Phil Windley’s recent post on e-Government mashups is a great introduction to the topic of citizen-facing Web services. As refreshing as it is to see that progressives in Rhode Island and the District of Columbia are exposing government data to their citizens and opening themselves to the law of unintended consequences, this only scratches the surface of what is possible. As I’m sure Phil knows as a former state CIO, fully open citizen self-service is likely to only go so far. As cool as it is to mashup public highway, crime, and public entity data on a map for the world to see, enabling truly effective government is going to be, to a greater extent, dependent upon empowering government knowledge workers. Imagine if, as an example, a knowledge worker was able to pull together information from their state’s welfare, criminal justice, and revenue (i.e. tax) systems and mash these up in a way that enabled them to uncover hidden relationships between this data and serve the state’s citizens more effectively.

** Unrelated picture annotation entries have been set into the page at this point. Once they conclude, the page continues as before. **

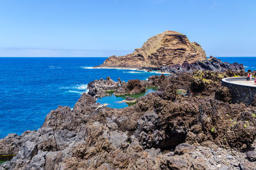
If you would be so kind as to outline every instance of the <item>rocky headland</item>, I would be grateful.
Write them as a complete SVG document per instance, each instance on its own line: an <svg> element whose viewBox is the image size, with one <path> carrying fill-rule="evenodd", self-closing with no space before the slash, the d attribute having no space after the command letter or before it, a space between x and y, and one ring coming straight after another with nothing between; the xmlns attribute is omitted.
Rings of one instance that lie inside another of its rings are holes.
<svg viewBox="0 0 256 170"><path fill-rule="evenodd" d="M124 56L111 56L98 67L158 67L192 63L206 59L197 43L191 43L186 35L166 31L149 38L141 48Z"/></svg>
<svg viewBox="0 0 256 170"><path fill-rule="evenodd" d="M221 79L246 76L242 64L206 59L174 31L99 67L171 73L127 82L109 77L88 85L73 109L59 106L38 131L0 140L0 169L256 169L256 96L236 103ZM253 73L255 74L255 73ZM116 109L97 103L114 93L156 92Z"/></svg>
<svg viewBox="0 0 256 170"><path fill-rule="evenodd" d="M1 139L0 155L16 156L0 169L256 169L256 106L232 103L221 84L246 74L177 73L131 89L120 80L125 93L159 87L122 109L95 102L109 90L100 82L113 81L95 81L73 110L59 106L38 131Z"/></svg>

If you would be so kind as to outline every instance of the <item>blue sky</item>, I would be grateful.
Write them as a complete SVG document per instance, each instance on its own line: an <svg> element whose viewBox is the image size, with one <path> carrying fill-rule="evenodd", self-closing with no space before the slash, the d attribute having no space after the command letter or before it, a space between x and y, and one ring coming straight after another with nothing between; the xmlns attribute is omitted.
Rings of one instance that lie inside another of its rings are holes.
<svg viewBox="0 0 256 170"><path fill-rule="evenodd" d="M125 55L169 30L207 56L256 56L256 1L1 0L1 57Z"/></svg>

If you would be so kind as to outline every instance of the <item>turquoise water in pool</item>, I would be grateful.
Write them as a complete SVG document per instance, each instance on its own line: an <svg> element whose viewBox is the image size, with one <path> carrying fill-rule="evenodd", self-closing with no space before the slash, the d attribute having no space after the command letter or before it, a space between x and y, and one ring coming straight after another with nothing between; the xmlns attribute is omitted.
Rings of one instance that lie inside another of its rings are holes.
<svg viewBox="0 0 256 170"><path fill-rule="evenodd" d="M134 94L134 95L125 95L123 96L116 96L113 93L111 94L110 96L105 96L102 98L98 98L97 100L97 103L99 103L102 104L108 104L107 107L113 108L124 108L125 107L131 106L133 104L131 103L120 103L123 100L125 99L126 96L131 96L135 98L138 98L141 96L147 95L148 93L151 93L157 90L157 89L148 89L147 91L145 93L141 93L138 94Z"/></svg>

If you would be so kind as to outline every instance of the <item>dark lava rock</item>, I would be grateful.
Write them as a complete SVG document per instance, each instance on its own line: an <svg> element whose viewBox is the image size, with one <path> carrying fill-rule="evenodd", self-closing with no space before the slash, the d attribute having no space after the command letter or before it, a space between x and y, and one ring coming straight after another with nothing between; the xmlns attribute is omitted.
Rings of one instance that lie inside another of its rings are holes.
<svg viewBox="0 0 256 170"><path fill-rule="evenodd" d="M127 96L125 98L125 101L134 101L135 99L136 99L136 98L132 97L130 97L130 96Z"/></svg>
<svg viewBox="0 0 256 170"><path fill-rule="evenodd" d="M174 153L175 155L180 155L184 153L189 153L189 152L193 152L194 150L194 147L192 145L187 143L180 143L176 146L175 150L174 150Z"/></svg>
<svg viewBox="0 0 256 170"><path fill-rule="evenodd" d="M218 88L215 92L215 99L230 103L232 96L228 88L222 86Z"/></svg>
<svg viewBox="0 0 256 170"><path fill-rule="evenodd" d="M222 62L220 59L212 57L202 61L197 61L191 64L185 61L182 64L175 64L172 66L164 66L159 67L143 67L150 71L156 70L162 72L172 73L192 73L195 71L225 71L232 70L240 71L244 70L244 67L241 64L237 62L229 64Z"/></svg>
<svg viewBox="0 0 256 170"><path fill-rule="evenodd" d="M256 161L256 151L248 151L246 152L246 155L250 161Z"/></svg>

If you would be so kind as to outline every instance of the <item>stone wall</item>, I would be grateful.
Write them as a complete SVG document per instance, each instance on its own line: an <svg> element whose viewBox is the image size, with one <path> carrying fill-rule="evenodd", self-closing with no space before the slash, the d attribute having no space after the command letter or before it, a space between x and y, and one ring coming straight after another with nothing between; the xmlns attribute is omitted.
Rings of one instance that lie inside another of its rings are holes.
<svg viewBox="0 0 256 170"><path fill-rule="evenodd" d="M222 80L222 85L229 89L232 103L243 103L246 105L256 104L256 87L239 85L234 81L246 80L246 77L226 78ZM253 80L254 81L254 78Z"/></svg>

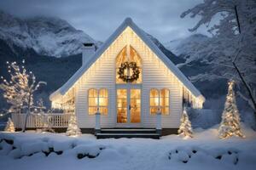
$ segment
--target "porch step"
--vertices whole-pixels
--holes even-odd
[[[96,133],[97,139],[108,138],[149,138],[160,139],[160,134],[154,128],[104,128]]]
[[[108,138],[147,138],[147,139],[160,139],[158,133],[96,133],[97,139]]]
[[[103,128],[101,133],[156,133],[154,128]]]

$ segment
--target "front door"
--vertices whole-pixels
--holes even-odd
[[[141,122],[141,89],[117,89],[117,122]]]

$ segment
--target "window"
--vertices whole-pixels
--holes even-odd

Behind the scenes, what state governments should be doing is exposing all of their data through services. Then, through the combination of public policy setting and comprehensive identity management frameworks (another thing Phil knows a thing or two about), they can filter through as much of that data as is possible and allowable to each of their discrete stakeholder groups. Those of us working on such monumental tasks recognize that this is truly much easier said than done. However, the rewards of pursuing this route clearly are worth the effort expended. Although I do have a working knowledge of other states’ activities in this area, I can say concretely that Pennsylvania has already begun reaping the rewards of pursuing this approach. Our state’s Justice Network (J-NET) system is allowing for the effective exchange of offender, court, and other criminal justice data between state systems and empowering the knowledge worker. This ranges from high level policy setters who can now integrate criminal justice information into their data analysis and policy setting right down to the police officer making a routine traffic stop who can now more comprehensively assess the situation using data available on his wireless device.
Phil has got it right when he says that the goal should be to “set the data free”, exposing ourselves to the law of unintended consequences. the thought of better informed citizens, empowered knowledge workers, and greater transparency cause those famous words to echo through my head – government of the people, by the people, for the people.